Let me just say, I think I might be in love with yantra-ing.  The process of making one involves all kinds of tools...compass and ruler and pencil and eraser and square paper and paints and PHEW!  It takes a couple of hours just to get the intial yantra pattern drawn in pencil, and then several more hours to get the thing painted.  All the detail work just makes me gooey with bliss, as something about measuring out perfectly plotted circles and dividing lines creates a cool hush in the mind, and I immediately understood why the making of the yantra is a meditation in and of itself.

But one of the best parts of the whole process is the CHOOSING of the yantra to begin with.  Sarah laid laminated images of several yantras on the floor for each of us to look at, and we were to pick the one(s) we were most drawn to, and that was to be our yantra that we would paint.  This kind of "let your intuition choose" game can be a little hard for me, as I immediately start guessing and second-guessing myself.
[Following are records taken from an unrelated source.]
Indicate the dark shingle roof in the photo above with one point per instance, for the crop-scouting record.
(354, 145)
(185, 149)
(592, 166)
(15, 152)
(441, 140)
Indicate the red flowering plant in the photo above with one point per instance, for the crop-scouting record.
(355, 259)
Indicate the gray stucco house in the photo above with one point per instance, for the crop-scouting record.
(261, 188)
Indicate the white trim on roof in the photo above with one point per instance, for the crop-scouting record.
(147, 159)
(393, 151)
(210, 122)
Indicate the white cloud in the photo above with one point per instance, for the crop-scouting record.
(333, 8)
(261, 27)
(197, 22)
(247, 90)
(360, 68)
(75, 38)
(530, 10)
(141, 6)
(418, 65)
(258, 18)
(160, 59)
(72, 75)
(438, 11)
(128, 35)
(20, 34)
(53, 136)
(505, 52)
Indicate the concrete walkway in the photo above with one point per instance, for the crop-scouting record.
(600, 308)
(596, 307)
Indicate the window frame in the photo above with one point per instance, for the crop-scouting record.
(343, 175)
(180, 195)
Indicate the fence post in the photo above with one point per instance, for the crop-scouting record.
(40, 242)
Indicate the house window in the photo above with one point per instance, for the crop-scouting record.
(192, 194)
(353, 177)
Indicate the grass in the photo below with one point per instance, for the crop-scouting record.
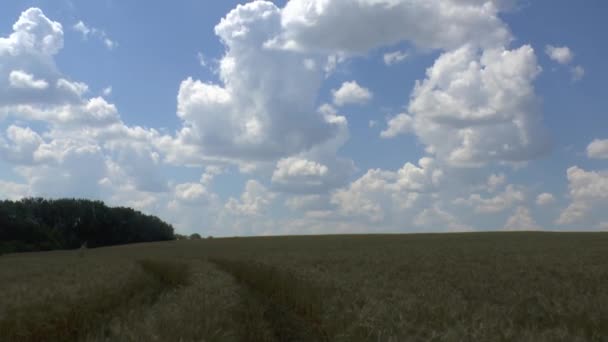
(480, 287)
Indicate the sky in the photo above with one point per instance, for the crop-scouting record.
(311, 116)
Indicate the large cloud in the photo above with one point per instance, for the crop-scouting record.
(378, 192)
(357, 26)
(474, 108)
(589, 195)
(265, 107)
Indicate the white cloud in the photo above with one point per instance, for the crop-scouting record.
(23, 143)
(101, 35)
(292, 167)
(379, 191)
(598, 149)
(475, 108)
(588, 193)
(521, 220)
(107, 91)
(81, 27)
(33, 32)
(191, 192)
(265, 108)
(495, 181)
(399, 124)
(395, 57)
(560, 54)
(439, 220)
(21, 79)
(488, 205)
(351, 93)
(254, 201)
(13, 191)
(578, 72)
(321, 25)
(76, 88)
(545, 199)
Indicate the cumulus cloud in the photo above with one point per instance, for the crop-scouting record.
(578, 72)
(21, 146)
(351, 93)
(521, 220)
(264, 108)
(378, 190)
(255, 200)
(298, 168)
(588, 193)
(13, 191)
(487, 205)
(560, 54)
(598, 149)
(395, 57)
(320, 25)
(495, 181)
(475, 108)
(21, 79)
(399, 124)
(545, 199)
(439, 220)
(99, 34)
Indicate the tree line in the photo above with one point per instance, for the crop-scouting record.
(37, 224)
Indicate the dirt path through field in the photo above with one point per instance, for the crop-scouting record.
(64, 320)
(275, 306)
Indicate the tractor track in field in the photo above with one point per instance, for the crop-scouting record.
(275, 305)
(74, 320)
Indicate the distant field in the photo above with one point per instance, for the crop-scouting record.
(457, 287)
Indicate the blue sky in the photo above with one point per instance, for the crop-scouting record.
(310, 116)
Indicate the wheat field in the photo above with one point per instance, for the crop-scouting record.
(427, 287)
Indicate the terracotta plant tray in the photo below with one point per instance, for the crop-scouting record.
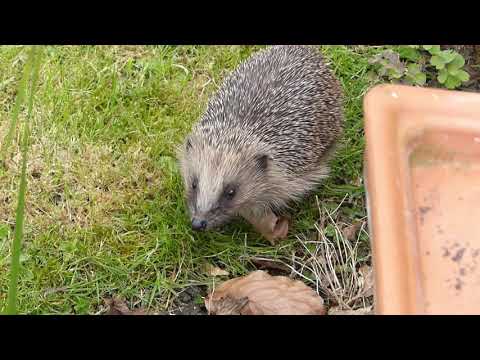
(422, 179)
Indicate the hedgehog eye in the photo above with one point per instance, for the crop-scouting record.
(230, 193)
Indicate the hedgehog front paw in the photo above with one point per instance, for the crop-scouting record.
(279, 231)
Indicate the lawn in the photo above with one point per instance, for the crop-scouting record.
(105, 209)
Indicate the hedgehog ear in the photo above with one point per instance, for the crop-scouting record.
(188, 144)
(262, 161)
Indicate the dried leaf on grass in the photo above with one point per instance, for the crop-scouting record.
(350, 232)
(262, 294)
(269, 264)
(366, 280)
(212, 270)
(117, 306)
(337, 310)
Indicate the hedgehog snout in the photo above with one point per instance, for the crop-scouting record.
(199, 224)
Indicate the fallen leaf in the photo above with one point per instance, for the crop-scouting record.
(337, 310)
(215, 271)
(270, 264)
(350, 232)
(116, 306)
(262, 294)
(230, 306)
(367, 280)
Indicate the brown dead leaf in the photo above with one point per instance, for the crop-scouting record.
(212, 270)
(230, 306)
(339, 311)
(261, 294)
(367, 280)
(270, 264)
(350, 232)
(116, 306)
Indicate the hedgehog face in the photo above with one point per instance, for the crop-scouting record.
(219, 183)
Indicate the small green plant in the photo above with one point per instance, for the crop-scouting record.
(415, 64)
(449, 65)
(30, 72)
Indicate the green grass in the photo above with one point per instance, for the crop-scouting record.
(105, 209)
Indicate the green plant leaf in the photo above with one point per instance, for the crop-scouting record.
(447, 56)
(452, 82)
(33, 70)
(4, 230)
(409, 53)
(438, 62)
(442, 76)
(413, 69)
(463, 76)
(457, 62)
(420, 79)
(432, 49)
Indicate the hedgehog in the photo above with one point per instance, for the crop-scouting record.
(263, 142)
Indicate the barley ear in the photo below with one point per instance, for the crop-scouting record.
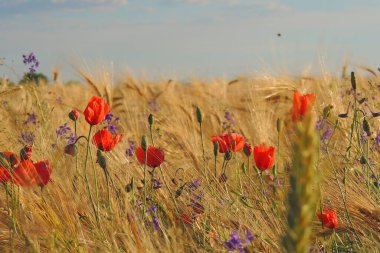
(302, 194)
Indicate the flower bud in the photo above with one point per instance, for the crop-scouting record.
(247, 149)
(223, 178)
(199, 115)
(327, 111)
(71, 149)
(244, 168)
(26, 153)
(363, 160)
(228, 155)
(129, 187)
(74, 115)
(280, 125)
(216, 148)
(353, 81)
(101, 159)
(366, 127)
(151, 119)
(144, 143)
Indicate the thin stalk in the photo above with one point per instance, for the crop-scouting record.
(203, 152)
(170, 192)
(86, 177)
(145, 160)
(151, 133)
(76, 155)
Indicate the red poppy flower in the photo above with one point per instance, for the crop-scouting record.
(105, 141)
(247, 149)
(9, 158)
(263, 156)
(96, 110)
(25, 173)
(26, 152)
(44, 170)
(155, 156)
(229, 141)
(74, 115)
(4, 175)
(301, 104)
(329, 218)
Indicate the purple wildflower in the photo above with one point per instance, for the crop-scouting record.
(130, 151)
(195, 185)
(108, 118)
(156, 224)
(71, 139)
(377, 139)
(157, 184)
(153, 105)
(229, 120)
(320, 123)
(112, 129)
(236, 243)
(249, 235)
(27, 138)
(327, 134)
(152, 209)
(32, 61)
(32, 119)
(111, 122)
(63, 130)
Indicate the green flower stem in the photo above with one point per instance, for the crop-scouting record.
(86, 178)
(145, 160)
(170, 192)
Which one am I drawn to?  I think I might be drawn to that one?  Or, wait...is that my brain or my intuitiion talking?  Okay, wait let me just take another look...okay, that one.  Or, hold on...shouldn't I go with my very FIRST instinct?  In that case it would have to be that other one.  Wait, okay, let me just quiet my mind.  Alright, no, this one. Definitely, okay, this one.  I'm sure.  I'm pretty sure.  Yes, okay, I'm doing it.

And so on.

Until, after much hemming and hawing and deciding and then re-deciding, I finally ended up with a yantra that seemed very, um, appropriate:

Cinnamasta Yantra, the yantra of INTUITION.

Well, yes.  It seems I could use some help in that arena....  And it doesn't hurt that I find this yantra so stupidly beautiful. 

I finally finished it on Monday morning...the completed yantra is pictured above.  Ain't it lovely? 

If you want to make your own you should definitely check out Sarah's website on the subject where you can peruse beautiful yantras and even order her awesome yantra-making book!